Tuesday, April 4, 2017

Caching a "Bullet"

In my quest to get a ping pong ball up to speeds normally only achieved by military aircraft and light arms I ran into a metering problem. With my 1200 frame per second camera the ball only appeared in frame for 1 to 3 frames depending on how lucky I was. By having a length reference and knowing how long the shutter was open it was sometimes possible to calculate how fast the ball was moving by measuring how long its "streak" appeared to be in an image.

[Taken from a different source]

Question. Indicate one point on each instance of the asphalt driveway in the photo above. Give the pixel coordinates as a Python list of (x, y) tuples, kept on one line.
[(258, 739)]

This was only somewhat accurate and relied on the chance that the streak both started and ended in frame during one exposure so I came up with a much more accurate (and cheap) measurement apparatus.

I put two strips of aluminum foil 30cm apart and held tightly in a frame, using some alligator clips and 3.5mm stereo jacks I fed the output of my audio card into one end of each strip. On the other end I used more gator clips to feed the signal (from the audio card, and through the foil) back into the input of the audio card. When the ball is fired through the two strips they break a couple fractions of a second apart, by playing a tone through the strips and recording the result it is possible to count the number of audio samples (at 48,000samples per second) between the breaks. Now I have both an accurate measurement of the distance traveled and an accurate measurement of the time it took, letting me measure the speed of my ping pong balls with much more precision than my 1200fps camera.